Alors arrive le jour où, la solution étant définitivement enlisée et le risque aggravé, il faut engager une procédure de péril imminent. Voici ce que dit la loi : le maire qui a connaissance de tels faits peut, de sa propre initiative, engager une procédure de péril. Il doit saisir le tribunal administratif afin qu’il désigne un expert chargé, dans les vingt-quatre heures, de constater ou non le péril imminent.
Mais qui paie l’expert ? Ces dépenses, par définition non prévues, sont rédhibitoires pour beaucoup de petites collectivités au budget très contraint.
Si, grâce à l’adoption de l’amendement de ma collègue Sylvie Vermeillet, la DETR doit pouvoir venir en aide aux collectivités pour les travaux, rien n’est prévu pour les frais d’expertise.
J’avais donc proposé, voilà quelques mois, des amendements pour que le conseil d’architecture, d’urbanisme et d’environnement, le CAUE, puisse être l’expert constatant le péril, ou bien que l’ANAH puisse aider financièrement les communes dans la réalisation de ces expertises.
L’article 40 de la Constitution m’a été opposé, bien que, à mon sens, une mission entrant dans le champ de compétences du CAUE ne soit pas une dépense supplémentaire.
Je vous alerte donc, monsieur le ministre, sur le frein technique et financier que constituent les indispensables expertises.
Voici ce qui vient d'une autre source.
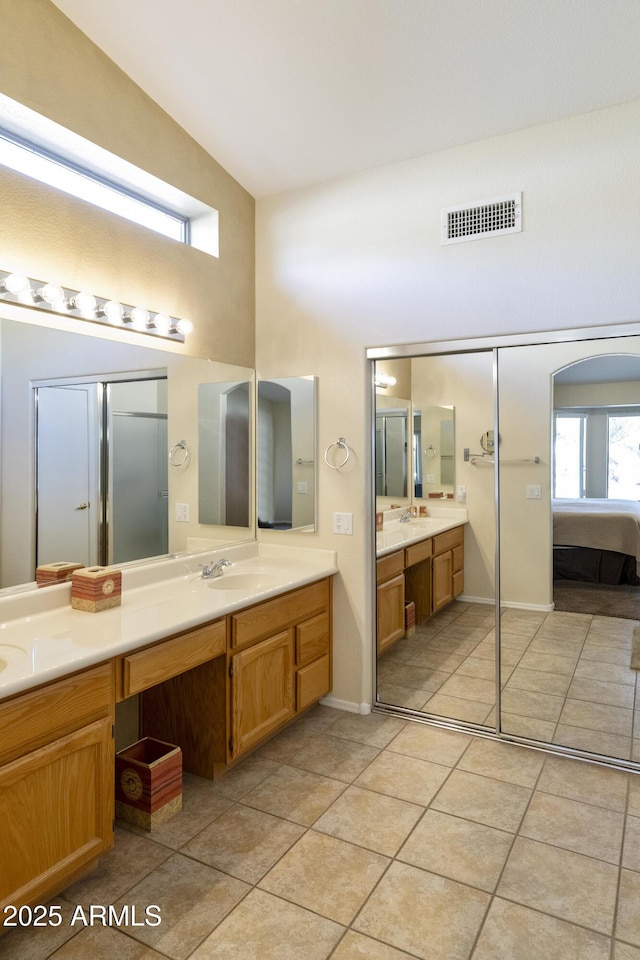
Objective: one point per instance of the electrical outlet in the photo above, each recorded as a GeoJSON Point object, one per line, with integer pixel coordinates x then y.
{"type": "Point", "coordinates": [343, 523]}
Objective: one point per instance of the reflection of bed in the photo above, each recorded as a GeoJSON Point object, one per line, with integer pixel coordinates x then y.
{"type": "Point", "coordinates": [596, 540]}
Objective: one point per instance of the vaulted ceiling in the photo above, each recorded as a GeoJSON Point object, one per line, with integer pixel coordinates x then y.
{"type": "Point", "coordinates": [285, 93]}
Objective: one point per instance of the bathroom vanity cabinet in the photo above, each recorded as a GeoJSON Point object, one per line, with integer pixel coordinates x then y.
{"type": "Point", "coordinates": [278, 662]}
{"type": "Point", "coordinates": [56, 784]}
{"type": "Point", "coordinates": [217, 691]}
{"type": "Point", "coordinates": [430, 572]}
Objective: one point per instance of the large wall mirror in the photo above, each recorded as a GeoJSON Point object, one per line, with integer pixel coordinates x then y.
{"type": "Point", "coordinates": [87, 427]}
{"type": "Point", "coordinates": [286, 454]}
{"type": "Point", "coordinates": [545, 651]}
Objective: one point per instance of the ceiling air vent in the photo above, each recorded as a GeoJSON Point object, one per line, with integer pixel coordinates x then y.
{"type": "Point", "coordinates": [488, 218]}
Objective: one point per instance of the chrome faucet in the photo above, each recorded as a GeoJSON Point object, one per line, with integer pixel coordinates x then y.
{"type": "Point", "coordinates": [212, 570]}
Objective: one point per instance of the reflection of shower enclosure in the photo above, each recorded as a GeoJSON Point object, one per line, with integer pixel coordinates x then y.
{"type": "Point", "coordinates": [101, 471]}
{"type": "Point", "coordinates": [391, 453]}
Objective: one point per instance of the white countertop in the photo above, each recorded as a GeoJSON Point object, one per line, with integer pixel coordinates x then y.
{"type": "Point", "coordinates": [42, 638]}
{"type": "Point", "coordinates": [397, 533]}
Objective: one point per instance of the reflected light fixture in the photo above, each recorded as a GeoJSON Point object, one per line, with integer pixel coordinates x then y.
{"type": "Point", "coordinates": [53, 298]}
{"type": "Point", "coordinates": [383, 380]}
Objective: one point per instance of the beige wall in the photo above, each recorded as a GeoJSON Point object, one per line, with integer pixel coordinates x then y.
{"type": "Point", "coordinates": [48, 65]}
{"type": "Point", "coordinates": [357, 262]}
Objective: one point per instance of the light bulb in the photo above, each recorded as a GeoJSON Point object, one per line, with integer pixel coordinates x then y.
{"type": "Point", "coordinates": [112, 310]}
{"type": "Point", "coordinates": [85, 303]}
{"type": "Point", "coordinates": [160, 322]}
{"type": "Point", "coordinates": [16, 284]}
{"type": "Point", "coordinates": [52, 294]}
{"type": "Point", "coordinates": [139, 317]}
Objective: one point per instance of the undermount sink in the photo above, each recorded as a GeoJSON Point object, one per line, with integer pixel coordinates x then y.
{"type": "Point", "coordinates": [8, 654]}
{"type": "Point", "coordinates": [248, 582]}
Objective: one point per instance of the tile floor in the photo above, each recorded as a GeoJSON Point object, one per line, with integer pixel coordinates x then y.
{"type": "Point", "coordinates": [565, 676]}
{"type": "Point", "coordinates": [373, 837]}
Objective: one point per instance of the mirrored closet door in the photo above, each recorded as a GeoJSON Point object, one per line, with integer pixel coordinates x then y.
{"type": "Point", "coordinates": [535, 638]}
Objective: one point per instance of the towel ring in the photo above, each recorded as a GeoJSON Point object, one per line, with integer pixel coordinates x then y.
{"type": "Point", "coordinates": [176, 459]}
{"type": "Point", "coordinates": [340, 442]}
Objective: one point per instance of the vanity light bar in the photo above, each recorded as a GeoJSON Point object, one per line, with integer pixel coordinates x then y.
{"type": "Point", "coordinates": [19, 289]}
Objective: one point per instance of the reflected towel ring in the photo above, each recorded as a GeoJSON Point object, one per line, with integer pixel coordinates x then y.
{"type": "Point", "coordinates": [340, 442]}
{"type": "Point", "coordinates": [176, 459]}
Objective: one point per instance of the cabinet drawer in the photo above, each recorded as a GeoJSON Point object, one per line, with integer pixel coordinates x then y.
{"type": "Point", "coordinates": [265, 619]}
{"type": "Point", "coordinates": [312, 682]}
{"type": "Point", "coordinates": [312, 639]}
{"type": "Point", "coordinates": [418, 552]}
{"type": "Point", "coordinates": [33, 719]}
{"type": "Point", "coordinates": [448, 540]}
{"type": "Point", "coordinates": [157, 664]}
{"type": "Point", "coordinates": [390, 566]}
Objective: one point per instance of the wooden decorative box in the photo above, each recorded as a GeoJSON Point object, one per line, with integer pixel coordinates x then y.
{"type": "Point", "coordinates": [148, 782]}
{"type": "Point", "coordinates": [49, 573]}
{"type": "Point", "coordinates": [96, 588]}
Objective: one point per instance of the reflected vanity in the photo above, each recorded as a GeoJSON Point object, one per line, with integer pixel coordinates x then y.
{"type": "Point", "coordinates": [525, 653]}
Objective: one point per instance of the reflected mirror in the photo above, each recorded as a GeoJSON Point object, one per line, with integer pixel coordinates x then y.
{"type": "Point", "coordinates": [153, 396]}
{"type": "Point", "coordinates": [286, 453]}
{"type": "Point", "coordinates": [224, 435]}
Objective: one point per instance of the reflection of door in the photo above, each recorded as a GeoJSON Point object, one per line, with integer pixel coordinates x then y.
{"type": "Point", "coordinates": [67, 498]}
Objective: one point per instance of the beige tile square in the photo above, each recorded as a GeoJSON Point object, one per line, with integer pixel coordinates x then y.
{"type": "Point", "coordinates": [529, 727]}
{"type": "Point", "coordinates": [100, 943]}
{"type": "Point", "coordinates": [307, 874]}
{"type": "Point", "coordinates": [526, 703]}
{"type": "Point", "coordinates": [373, 729]}
{"type": "Point", "coordinates": [243, 778]}
{"type": "Point", "coordinates": [371, 820]}
{"type": "Point", "coordinates": [458, 708]}
{"type": "Point", "coordinates": [597, 716]}
{"type": "Point", "coordinates": [244, 842]}
{"type": "Point", "coordinates": [334, 757]}
{"type": "Point", "coordinates": [264, 927]}
{"type": "Point", "coordinates": [492, 802]}
{"type": "Point", "coordinates": [459, 849]}
{"type": "Point", "coordinates": [502, 761]}
{"type": "Point", "coordinates": [431, 743]}
{"type": "Point", "coordinates": [628, 923]}
{"type": "Point", "coordinates": [567, 885]}
{"type": "Point", "coordinates": [605, 744]}
{"type": "Point", "coordinates": [201, 803]}
{"type": "Point", "coordinates": [549, 663]}
{"type": "Point", "coordinates": [469, 688]}
{"type": "Point", "coordinates": [295, 795]}
{"type": "Point", "coordinates": [427, 916]}
{"type": "Point", "coordinates": [129, 860]}
{"type": "Point", "coordinates": [572, 825]}
{"type": "Point", "coordinates": [538, 681]}
{"type": "Point", "coordinates": [193, 899]}
{"type": "Point", "coordinates": [602, 691]}
{"type": "Point", "coordinates": [406, 778]}
{"type": "Point", "coordinates": [354, 946]}
{"type": "Point", "coordinates": [585, 781]}
{"type": "Point", "coordinates": [513, 932]}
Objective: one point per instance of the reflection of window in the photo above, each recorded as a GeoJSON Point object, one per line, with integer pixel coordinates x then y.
{"type": "Point", "coordinates": [569, 455]}
{"type": "Point", "coordinates": [597, 453]}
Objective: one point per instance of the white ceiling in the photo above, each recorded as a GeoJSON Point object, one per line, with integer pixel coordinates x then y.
{"type": "Point", "coordinates": [285, 93]}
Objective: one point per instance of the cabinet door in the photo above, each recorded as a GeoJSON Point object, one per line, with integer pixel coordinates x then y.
{"type": "Point", "coordinates": [390, 612]}
{"type": "Point", "coordinates": [442, 585]}
{"type": "Point", "coordinates": [261, 690]}
{"type": "Point", "coordinates": [58, 801]}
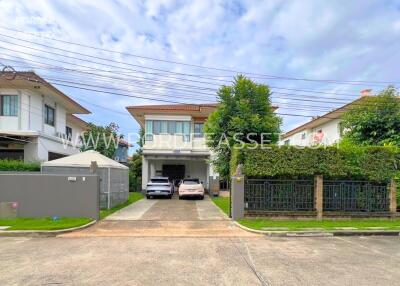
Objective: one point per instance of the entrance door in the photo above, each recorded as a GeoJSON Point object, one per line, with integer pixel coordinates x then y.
{"type": "Point", "coordinates": [174, 172]}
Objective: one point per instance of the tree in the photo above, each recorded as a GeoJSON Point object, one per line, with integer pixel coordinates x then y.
{"type": "Point", "coordinates": [103, 139]}
{"type": "Point", "coordinates": [244, 114]}
{"type": "Point", "coordinates": [375, 120]}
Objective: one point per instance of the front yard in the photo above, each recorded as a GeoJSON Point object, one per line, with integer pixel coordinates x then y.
{"type": "Point", "coordinates": [46, 223]}
{"type": "Point", "coordinates": [295, 225]}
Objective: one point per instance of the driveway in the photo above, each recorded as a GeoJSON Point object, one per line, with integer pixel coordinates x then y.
{"type": "Point", "coordinates": [166, 218]}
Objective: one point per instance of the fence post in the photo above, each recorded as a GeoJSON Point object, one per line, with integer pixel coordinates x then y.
{"type": "Point", "coordinates": [237, 194]}
{"type": "Point", "coordinates": [392, 197]}
{"type": "Point", "coordinates": [318, 195]}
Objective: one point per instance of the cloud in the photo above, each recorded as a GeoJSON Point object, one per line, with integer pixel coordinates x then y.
{"type": "Point", "coordinates": [346, 40]}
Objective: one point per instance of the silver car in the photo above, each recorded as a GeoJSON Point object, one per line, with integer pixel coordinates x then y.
{"type": "Point", "coordinates": [159, 186]}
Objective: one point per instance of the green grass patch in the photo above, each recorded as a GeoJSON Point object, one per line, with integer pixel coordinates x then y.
{"type": "Point", "coordinates": [133, 197]}
{"type": "Point", "coordinates": [222, 203]}
{"type": "Point", "coordinates": [46, 223]}
{"type": "Point", "coordinates": [361, 224]}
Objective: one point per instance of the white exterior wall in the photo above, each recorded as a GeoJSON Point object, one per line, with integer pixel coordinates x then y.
{"type": "Point", "coordinates": [31, 119]}
{"type": "Point", "coordinates": [168, 142]}
{"type": "Point", "coordinates": [331, 131]}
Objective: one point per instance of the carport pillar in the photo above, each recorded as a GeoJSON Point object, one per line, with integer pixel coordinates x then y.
{"type": "Point", "coordinates": [318, 195]}
{"type": "Point", "coordinates": [392, 197]}
{"type": "Point", "coordinates": [237, 195]}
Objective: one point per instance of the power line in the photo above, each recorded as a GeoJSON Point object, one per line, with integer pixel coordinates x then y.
{"type": "Point", "coordinates": [359, 82]}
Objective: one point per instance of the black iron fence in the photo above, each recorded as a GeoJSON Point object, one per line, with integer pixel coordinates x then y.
{"type": "Point", "coordinates": [279, 195]}
{"type": "Point", "coordinates": [355, 196]}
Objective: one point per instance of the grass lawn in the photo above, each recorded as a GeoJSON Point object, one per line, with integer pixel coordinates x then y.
{"type": "Point", "coordinates": [133, 197]}
{"type": "Point", "coordinates": [222, 203]}
{"type": "Point", "coordinates": [259, 224]}
{"type": "Point", "coordinates": [45, 223]}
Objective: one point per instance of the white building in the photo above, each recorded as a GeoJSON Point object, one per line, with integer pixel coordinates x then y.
{"type": "Point", "coordinates": [174, 141]}
{"type": "Point", "coordinates": [37, 121]}
{"type": "Point", "coordinates": [326, 129]}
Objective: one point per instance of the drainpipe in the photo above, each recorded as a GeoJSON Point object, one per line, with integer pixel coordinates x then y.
{"type": "Point", "coordinates": [109, 188]}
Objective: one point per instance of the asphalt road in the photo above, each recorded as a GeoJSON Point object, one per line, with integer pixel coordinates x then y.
{"type": "Point", "coordinates": [200, 261]}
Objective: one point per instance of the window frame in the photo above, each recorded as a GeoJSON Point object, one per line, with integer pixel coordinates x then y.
{"type": "Point", "coordinates": [198, 134]}
{"type": "Point", "coordinates": [68, 130]}
{"type": "Point", "coordinates": [46, 115]}
{"type": "Point", "coordinates": [2, 96]}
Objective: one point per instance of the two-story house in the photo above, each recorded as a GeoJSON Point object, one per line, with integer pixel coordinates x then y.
{"type": "Point", "coordinates": [174, 144]}
{"type": "Point", "coordinates": [322, 130]}
{"type": "Point", "coordinates": [37, 121]}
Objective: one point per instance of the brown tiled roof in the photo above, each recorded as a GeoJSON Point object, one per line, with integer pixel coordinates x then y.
{"type": "Point", "coordinates": [175, 107]}
{"type": "Point", "coordinates": [30, 76]}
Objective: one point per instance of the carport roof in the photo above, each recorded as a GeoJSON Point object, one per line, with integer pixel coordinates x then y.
{"type": "Point", "coordinates": [84, 159]}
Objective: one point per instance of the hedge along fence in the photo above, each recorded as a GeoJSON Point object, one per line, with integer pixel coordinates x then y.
{"type": "Point", "coordinates": [379, 164]}
{"type": "Point", "coordinates": [19, 166]}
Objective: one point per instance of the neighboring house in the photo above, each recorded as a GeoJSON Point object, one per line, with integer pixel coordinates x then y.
{"type": "Point", "coordinates": [326, 129]}
{"type": "Point", "coordinates": [37, 121]}
{"type": "Point", "coordinates": [121, 154]}
{"type": "Point", "coordinates": [174, 143]}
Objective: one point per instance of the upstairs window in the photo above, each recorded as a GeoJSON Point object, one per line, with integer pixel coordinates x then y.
{"type": "Point", "coordinates": [9, 105]}
{"type": "Point", "coordinates": [49, 115]}
{"type": "Point", "coordinates": [68, 132]}
{"type": "Point", "coordinates": [198, 130]}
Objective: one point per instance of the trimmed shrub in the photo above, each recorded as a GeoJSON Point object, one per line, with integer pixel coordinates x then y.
{"type": "Point", "coordinates": [19, 166]}
{"type": "Point", "coordinates": [287, 162]}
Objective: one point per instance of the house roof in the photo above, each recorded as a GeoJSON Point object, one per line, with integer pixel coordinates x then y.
{"type": "Point", "coordinates": [84, 159]}
{"type": "Point", "coordinates": [195, 110]}
{"type": "Point", "coordinates": [76, 120]}
{"type": "Point", "coordinates": [30, 80]}
{"type": "Point", "coordinates": [332, 115]}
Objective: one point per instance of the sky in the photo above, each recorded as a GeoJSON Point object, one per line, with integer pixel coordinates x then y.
{"type": "Point", "coordinates": [293, 46]}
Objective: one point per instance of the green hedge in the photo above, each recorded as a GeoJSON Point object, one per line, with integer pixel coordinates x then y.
{"type": "Point", "coordinates": [362, 163]}
{"type": "Point", "coordinates": [15, 165]}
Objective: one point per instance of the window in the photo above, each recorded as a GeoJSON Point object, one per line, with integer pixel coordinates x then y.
{"type": "Point", "coordinates": [68, 132]}
{"type": "Point", "coordinates": [49, 115]}
{"type": "Point", "coordinates": [9, 105]}
{"type": "Point", "coordinates": [171, 127]}
{"type": "Point", "coordinates": [198, 130]}
{"type": "Point", "coordinates": [186, 131]}
{"type": "Point", "coordinates": [149, 130]}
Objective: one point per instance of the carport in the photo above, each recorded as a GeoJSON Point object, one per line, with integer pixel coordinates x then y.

Si mes propositions ne sont pas les bonnes, alors il faut en trouver d’autres. Il serait inadmissible que la lutte contre l’habitat dangereux et la prévention du risque se fasse à deux vitesses : d’une part, dans les zones d’habitat urbain tendu, où les procédures de prévention seront heureusement renforcées, et, d’autre part, en zone rurale, où les procédures de mise en sécurité resteraient définitivement inaccessibles.